Dynamic Statistical Visualization in the Forward Search


The forward search is a powerful general method for detecting multiple masked outliers and for determining their effect on inferences about models fitted to data. From the monitoring of a series of statistics based on subsets of data of increasing size we obtain multiple views of any hidden structure. 

 

Often it happens that a lot of interesting features emerge unexpectedly during the progression of the forward search only when a specific combination of forward plots is inspected at the same time. Thus, the analyst should be able to interact with the plots and redefine or refine the links among them. In the absence of dynamic linking and interaction tools, the analyst risks to miss relevant hidden information. Therefore, in this toolbox we provide the user with flexible interaction tools.

 

Using option databrush in the graphical functions (e.g. resfwdplot or mdrplot) it is possible to select the trajectories of the monitoring residuals plot and to see them highlighted in the minimum deletion residual and in the scatter plot matrix. Similarly, it is possible to start brushing from the minimum deletion residual or from the scatter plot matrix and to see highlighted the corresponding trajectories in the monitoring residuals plot.
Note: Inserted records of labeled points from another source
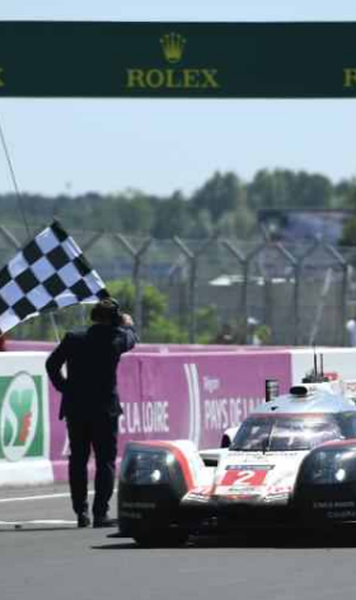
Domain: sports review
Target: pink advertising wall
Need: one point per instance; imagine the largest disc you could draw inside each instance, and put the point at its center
(182, 395)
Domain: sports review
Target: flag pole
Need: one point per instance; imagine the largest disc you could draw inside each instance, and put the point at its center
(22, 211)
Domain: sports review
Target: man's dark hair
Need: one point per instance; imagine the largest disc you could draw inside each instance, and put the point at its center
(107, 311)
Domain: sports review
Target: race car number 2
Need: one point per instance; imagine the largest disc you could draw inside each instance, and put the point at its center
(253, 477)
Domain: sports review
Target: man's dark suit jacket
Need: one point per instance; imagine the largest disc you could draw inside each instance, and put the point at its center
(91, 358)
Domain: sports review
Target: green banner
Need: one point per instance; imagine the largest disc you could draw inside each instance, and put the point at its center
(21, 417)
(177, 60)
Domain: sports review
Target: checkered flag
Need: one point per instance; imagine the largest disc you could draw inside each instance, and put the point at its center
(50, 272)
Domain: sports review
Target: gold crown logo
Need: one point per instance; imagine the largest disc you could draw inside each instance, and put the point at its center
(173, 46)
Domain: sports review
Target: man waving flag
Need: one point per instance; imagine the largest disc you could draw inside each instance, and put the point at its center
(50, 272)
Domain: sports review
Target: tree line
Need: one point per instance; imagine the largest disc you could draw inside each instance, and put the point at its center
(224, 203)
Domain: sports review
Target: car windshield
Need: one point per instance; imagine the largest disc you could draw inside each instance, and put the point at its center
(274, 433)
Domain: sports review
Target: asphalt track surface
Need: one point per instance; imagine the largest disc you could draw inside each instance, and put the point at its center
(43, 556)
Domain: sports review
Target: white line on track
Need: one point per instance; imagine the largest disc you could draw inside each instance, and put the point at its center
(38, 497)
(41, 497)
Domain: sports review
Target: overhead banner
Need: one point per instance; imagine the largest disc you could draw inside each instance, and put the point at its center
(42, 59)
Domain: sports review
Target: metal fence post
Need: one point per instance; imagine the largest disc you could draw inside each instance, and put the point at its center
(193, 262)
(136, 256)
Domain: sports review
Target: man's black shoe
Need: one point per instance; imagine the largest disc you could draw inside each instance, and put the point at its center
(83, 520)
(104, 522)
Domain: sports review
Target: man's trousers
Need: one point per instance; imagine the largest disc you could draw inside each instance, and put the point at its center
(99, 434)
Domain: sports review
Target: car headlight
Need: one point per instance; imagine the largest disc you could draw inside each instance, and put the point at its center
(146, 467)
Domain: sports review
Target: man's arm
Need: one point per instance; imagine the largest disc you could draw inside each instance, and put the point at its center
(54, 364)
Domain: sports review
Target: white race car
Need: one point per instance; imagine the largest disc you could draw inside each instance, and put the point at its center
(291, 462)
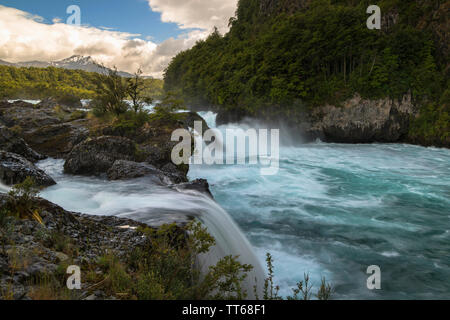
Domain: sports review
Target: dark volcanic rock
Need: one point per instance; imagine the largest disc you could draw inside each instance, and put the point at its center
(27, 116)
(15, 169)
(177, 173)
(188, 120)
(57, 140)
(122, 170)
(199, 185)
(34, 244)
(11, 142)
(364, 121)
(97, 155)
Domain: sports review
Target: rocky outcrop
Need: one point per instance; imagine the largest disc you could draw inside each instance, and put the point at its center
(123, 170)
(35, 251)
(363, 121)
(199, 185)
(15, 169)
(97, 155)
(27, 116)
(11, 142)
(57, 140)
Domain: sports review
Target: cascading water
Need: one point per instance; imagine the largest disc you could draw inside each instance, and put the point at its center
(335, 209)
(145, 202)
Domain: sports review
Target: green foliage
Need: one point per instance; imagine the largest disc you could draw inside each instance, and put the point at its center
(41, 83)
(135, 90)
(167, 108)
(166, 268)
(302, 290)
(432, 126)
(272, 58)
(110, 92)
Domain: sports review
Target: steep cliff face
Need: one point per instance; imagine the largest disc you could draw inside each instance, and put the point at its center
(360, 121)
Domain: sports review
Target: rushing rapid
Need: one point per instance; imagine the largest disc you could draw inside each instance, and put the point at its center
(143, 201)
(335, 209)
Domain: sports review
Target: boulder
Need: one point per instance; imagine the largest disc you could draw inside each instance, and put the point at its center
(11, 142)
(199, 185)
(122, 170)
(15, 169)
(95, 156)
(27, 116)
(177, 173)
(57, 140)
(364, 121)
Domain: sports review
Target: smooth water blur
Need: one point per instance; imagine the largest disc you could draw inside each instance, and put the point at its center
(144, 201)
(335, 209)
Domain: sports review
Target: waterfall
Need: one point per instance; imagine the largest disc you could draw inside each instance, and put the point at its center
(145, 202)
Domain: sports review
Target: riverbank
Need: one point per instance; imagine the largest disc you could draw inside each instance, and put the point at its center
(90, 153)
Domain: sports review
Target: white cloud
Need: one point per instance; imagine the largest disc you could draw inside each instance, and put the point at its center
(201, 14)
(25, 37)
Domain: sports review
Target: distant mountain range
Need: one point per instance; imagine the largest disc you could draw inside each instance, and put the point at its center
(75, 62)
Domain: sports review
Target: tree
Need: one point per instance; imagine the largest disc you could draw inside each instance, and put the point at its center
(111, 92)
(136, 91)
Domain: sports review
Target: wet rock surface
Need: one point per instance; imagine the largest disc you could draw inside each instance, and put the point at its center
(199, 185)
(364, 121)
(123, 170)
(12, 142)
(33, 250)
(57, 140)
(95, 156)
(15, 169)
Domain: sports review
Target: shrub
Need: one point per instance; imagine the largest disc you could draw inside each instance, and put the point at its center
(20, 203)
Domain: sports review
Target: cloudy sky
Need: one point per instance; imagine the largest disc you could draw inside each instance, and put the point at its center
(126, 33)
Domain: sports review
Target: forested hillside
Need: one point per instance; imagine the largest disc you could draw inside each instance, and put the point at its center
(296, 53)
(40, 83)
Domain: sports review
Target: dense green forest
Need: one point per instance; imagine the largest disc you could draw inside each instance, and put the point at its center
(40, 83)
(296, 53)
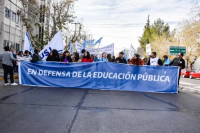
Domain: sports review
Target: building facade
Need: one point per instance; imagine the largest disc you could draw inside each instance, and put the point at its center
(12, 31)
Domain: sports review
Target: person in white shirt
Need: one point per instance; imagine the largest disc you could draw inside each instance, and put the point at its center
(154, 61)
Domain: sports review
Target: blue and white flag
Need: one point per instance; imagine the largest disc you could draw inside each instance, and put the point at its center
(27, 44)
(125, 55)
(70, 47)
(55, 43)
(89, 42)
(132, 52)
(99, 41)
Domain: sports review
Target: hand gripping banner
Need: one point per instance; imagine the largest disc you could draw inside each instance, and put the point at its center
(99, 75)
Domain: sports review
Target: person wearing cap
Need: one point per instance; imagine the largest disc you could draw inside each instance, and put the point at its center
(166, 60)
(154, 61)
(7, 58)
(121, 58)
(103, 59)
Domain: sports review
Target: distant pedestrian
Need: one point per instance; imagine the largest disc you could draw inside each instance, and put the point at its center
(180, 62)
(154, 61)
(87, 57)
(53, 56)
(113, 58)
(145, 61)
(66, 57)
(82, 53)
(36, 57)
(136, 60)
(75, 57)
(104, 57)
(166, 60)
(121, 58)
(7, 58)
(109, 57)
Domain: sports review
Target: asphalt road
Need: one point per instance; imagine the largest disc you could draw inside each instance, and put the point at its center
(61, 110)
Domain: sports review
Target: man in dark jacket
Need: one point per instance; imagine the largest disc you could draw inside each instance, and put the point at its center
(7, 63)
(121, 58)
(36, 57)
(180, 62)
(154, 61)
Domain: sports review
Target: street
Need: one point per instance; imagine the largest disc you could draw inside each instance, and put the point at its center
(60, 110)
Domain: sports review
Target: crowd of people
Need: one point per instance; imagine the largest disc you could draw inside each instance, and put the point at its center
(9, 60)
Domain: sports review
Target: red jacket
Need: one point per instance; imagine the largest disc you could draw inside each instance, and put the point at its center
(87, 60)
MATLAB includes a data brushing facility for marking observations on graphs and allowing the user to remove or save them to new variables. There is also a related data linking facility for connecting graphs with workspace variables, to automatically and interactively update them. In the Forward Search context the applicability of such powerful functions is limited by the fact that with the link function two graphs can be connected, and therefore brushed, only when they refer to the same variables in the workspace.

For example, linking the Monitoring Residuals Plot with the Scatter Plot Matrix is not possible, as the former refers to the residuals of the data units at each step of the search, while the latter refers to the unit values. Besides, line plots created with line and the gplotmatrix function in particular cannot be brushed with the standard MATLAB brush function.

For these reasons in the FSDA toolbox we have re-implemented the brushing and linking facilities. In particular, we have adopted (and adapted to our needs) the  powerful selectdata function by John D'Errico, available at the MATLAB Central exchange user community (http://www.mathworks.com/matlabcentral/fileexchange/13857).

Brushing is implemented in the FSDA toolbox in two modalities. A non persistent modality where the selection can be done by the user only once and a persistent brushing where the selection can be repeated multiple times. In addition, there is a persistent non cumulative brush option, where every time a brushing action is performed previous selections are removed, and a cumulative one where each selection is highlighted and appropriately reported in the legend of the graphs involved.

The above features are complemented by our customized version of the standard Matlab datatip option that, once a point in a forward trajectory is selected reports in a a tooltip box relevant information about the associated unit(s) and the related statistics.